We’re also looking forward to IFA Berlin. Over the next few days, the team will be keeping a close eye on any exciting innovations and trends. We will be sharing our predictions, observations, and key takeaways from the show, helping you to understand the future of consumer electronics and home technology.
Our collective awareness of the importance of mental health and emotional fluency is increasing. As we better understand how our brains work and how our lived experiences can impact our moods and feelings, we are beginning to foster healthier behaviours.
In the UK, 25% of adults will experience a mental health problem of some kind each year and only 1 in 8 of those adults will seek help. In response to this, an array of new services are emerging to help, guide and educate us.
Reducing stigmas, starting conversations and increasing access to therapy and treatment are just some of the initiatives being engaged to encourage better mental health management. But with healthcare systems under strain, it is often independent companies who are providing these services.
As we continue to care for and nurture our emotional and mental health alongside our physical health, what new, blended health management tools will be developed in-line with our evolving consumer psyche? And will the majority of the support needed continue to be provided by private companies?
Medicine has traditionally followed a ‘one size fits all’ approach. Now, advances in data science and technology enable personalised prescriptions, tailored to an individual’s symptoms or genetics for more effective treatment.
Current personalisation methods analyse our bodies and our symptoms to create a unique medicines - such as cancer treatment designed to target a specific tumour’s proteins. This is also happening within the supplement market - vitamin brand Vitl Health use an individual’s DNA, diet and lifestyle factors to inform recommended combinations of vitamins.
In the future, our medicines and treatments will continue to be tailored to our genetics and pre-dispositions to certain diseases. The NHS has pioneered this shift by undertaking the 100,000 Genomes Project, which aims to further to understand the human genomes of people with rare and infectious diseases as well as common cancers.

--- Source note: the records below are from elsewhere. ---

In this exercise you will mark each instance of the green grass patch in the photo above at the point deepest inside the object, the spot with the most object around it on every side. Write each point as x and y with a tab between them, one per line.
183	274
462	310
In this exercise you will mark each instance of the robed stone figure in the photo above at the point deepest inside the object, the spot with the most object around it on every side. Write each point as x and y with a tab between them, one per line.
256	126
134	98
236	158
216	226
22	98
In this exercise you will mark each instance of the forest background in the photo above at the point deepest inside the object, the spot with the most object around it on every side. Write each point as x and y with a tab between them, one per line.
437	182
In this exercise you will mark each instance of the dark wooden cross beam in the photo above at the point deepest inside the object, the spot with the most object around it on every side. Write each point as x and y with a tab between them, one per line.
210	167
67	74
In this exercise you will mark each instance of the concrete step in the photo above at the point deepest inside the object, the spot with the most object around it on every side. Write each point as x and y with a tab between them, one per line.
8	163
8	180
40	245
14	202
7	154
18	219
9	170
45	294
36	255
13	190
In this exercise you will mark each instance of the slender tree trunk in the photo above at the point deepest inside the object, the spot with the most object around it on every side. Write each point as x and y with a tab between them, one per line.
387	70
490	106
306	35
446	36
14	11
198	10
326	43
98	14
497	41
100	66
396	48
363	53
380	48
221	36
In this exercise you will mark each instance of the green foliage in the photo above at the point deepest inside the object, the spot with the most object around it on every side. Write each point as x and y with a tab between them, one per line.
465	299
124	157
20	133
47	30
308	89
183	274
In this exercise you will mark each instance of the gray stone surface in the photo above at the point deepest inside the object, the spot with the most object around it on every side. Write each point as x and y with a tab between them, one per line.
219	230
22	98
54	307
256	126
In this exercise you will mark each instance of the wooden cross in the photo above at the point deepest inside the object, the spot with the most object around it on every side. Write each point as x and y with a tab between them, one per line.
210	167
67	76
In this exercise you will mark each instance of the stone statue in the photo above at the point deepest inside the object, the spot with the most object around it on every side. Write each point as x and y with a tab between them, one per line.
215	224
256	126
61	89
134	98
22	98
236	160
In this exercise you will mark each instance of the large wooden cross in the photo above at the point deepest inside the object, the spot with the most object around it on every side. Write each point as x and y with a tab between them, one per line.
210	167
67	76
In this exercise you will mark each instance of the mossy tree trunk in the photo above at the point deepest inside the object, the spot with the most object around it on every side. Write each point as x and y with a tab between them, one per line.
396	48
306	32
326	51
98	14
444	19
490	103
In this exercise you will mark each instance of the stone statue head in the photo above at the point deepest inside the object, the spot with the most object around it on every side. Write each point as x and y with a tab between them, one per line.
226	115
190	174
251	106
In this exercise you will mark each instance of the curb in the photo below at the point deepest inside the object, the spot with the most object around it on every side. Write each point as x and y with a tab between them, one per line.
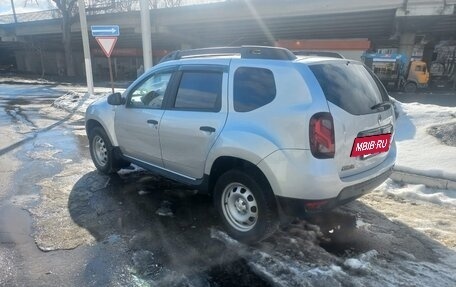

As we continue to unravel and access more data on our genetics and biologies, the personalised medicine industry will continue to evolve. How will more targeted and individualised treatments impact our healthcare landscape?
Augmented reality, layering computer generated information, such as images or sounds, over real world scenarios is expanding in the home offering practical solutions for digital retail.

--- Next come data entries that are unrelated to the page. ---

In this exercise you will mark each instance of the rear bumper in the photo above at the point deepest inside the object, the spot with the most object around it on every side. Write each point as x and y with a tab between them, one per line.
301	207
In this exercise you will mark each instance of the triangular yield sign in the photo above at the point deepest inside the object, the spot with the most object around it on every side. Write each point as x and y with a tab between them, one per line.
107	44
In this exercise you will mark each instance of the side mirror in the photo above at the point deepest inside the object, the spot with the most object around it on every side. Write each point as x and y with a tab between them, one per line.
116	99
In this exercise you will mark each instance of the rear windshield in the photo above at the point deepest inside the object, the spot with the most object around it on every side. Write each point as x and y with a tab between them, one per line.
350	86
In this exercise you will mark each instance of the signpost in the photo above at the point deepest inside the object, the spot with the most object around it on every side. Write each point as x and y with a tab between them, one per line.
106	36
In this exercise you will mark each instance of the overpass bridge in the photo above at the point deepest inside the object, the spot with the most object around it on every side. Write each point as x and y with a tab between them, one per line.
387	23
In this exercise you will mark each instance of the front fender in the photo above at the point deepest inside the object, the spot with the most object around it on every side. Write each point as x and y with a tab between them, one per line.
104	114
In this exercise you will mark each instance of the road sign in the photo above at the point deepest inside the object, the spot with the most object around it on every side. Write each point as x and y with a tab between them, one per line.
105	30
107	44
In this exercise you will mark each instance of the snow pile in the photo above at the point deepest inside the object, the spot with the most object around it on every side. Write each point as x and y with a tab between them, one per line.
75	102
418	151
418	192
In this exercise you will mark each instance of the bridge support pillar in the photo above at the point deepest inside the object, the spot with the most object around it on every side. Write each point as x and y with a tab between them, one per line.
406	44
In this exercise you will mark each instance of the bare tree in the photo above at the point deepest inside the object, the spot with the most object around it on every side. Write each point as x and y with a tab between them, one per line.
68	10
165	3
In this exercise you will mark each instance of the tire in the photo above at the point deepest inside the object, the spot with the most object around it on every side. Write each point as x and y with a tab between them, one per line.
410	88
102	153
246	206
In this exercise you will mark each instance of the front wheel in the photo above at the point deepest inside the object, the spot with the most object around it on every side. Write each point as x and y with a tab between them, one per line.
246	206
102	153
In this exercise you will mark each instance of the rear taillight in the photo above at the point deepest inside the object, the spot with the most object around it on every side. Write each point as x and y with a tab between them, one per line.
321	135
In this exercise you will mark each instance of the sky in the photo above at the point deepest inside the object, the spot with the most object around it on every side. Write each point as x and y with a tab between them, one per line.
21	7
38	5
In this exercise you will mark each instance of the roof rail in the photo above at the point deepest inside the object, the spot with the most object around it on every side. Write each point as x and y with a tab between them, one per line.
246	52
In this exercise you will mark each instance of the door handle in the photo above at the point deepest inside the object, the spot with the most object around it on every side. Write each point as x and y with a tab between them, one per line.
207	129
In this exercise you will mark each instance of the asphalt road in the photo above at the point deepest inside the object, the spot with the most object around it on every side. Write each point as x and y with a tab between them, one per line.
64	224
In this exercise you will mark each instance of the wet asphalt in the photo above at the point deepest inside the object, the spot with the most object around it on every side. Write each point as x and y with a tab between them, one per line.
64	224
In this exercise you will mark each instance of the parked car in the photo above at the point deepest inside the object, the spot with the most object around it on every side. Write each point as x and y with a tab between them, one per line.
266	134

Brands are using AR to allow consumers to interact with virtual versions of their products. An experience that is both exciting and practical as it allows consumers to ‘test’ products out in their own home in a novel way - to try before they buy, digitally.
One well known example is IKEA Place, an app which allows consumers to see what a piece of furniture would look like in their homes. Apple also release their new products in AR so consumers can experience them within 3D space.
This technology is being utilised across many other industries, such as homeware and fashion, allowing brands to interact with their customers like never before. How will it continue to disrupt and shape the future of digital commerce?
The daily decisions we make have a direct impact our carbon footprints. Our transport, food and clothing all represent conscious choices. While there is general awareness of ‘better’ and ‘worse’ choices, the specifics are often lacking or poorly understood.
As the need to reduce our carbon footprint becomes more pertinent, some companies are working to make the reasoning more tangible and accessible to help consumers make more informed, calculated decisions.
Some brands are introducing carbon labels on food and clothes and helping consumers to weigh-up certain decisions against others, similar to calorie counting apps. ASOS now has a ‘Responsible’ filter which identifies clothes that are made from recycled or sustainable materials, and Organic Basics have launched a low impact version of their website, reducing data and energy usage and informing consumers of the metrics of their online activity in real time.
As technology within this sector continues to grow and advance, how will this change the way that we manage our carbon footprint in the future?
In the UK, telecommunications regulator Ofcom estimates that 3-4 year old children spend on average 3 hours a day in front of a screen. As kids grow older, this number rises, reaching 6.5 hours a day for teenagers.
The long term effects of screen time on young people are still largely unknown. There is speculation however that it is disrupting their development, both socially and mentally, as well as leaving them vulnerable to safety threats. Some are also linking excessive screen time to the rise in mental health problems amongst these generations. Understandably, this leads to anxiety amongst parents.
Despite this, technology has its benefits. Instead of trying to remove screen time, we should be helping young people to forge healthier, safer relationships with their tech. To do this, social platforms and tech giants are starting to create kid-friendly platforms and tools, designed specifically for younger users. This includes Facebook’s Messenger Kids, and Amazon’s Echo Dot Kids Edition.
Technology provides an abundance of opportunities for young people, including education, entertainment, and social interactions, but it isn’t without its dangers. Going forward, how can technology continue to relieve the screen time anxiety amongst parents, and help young people to build healthier, happier relationships with their devices?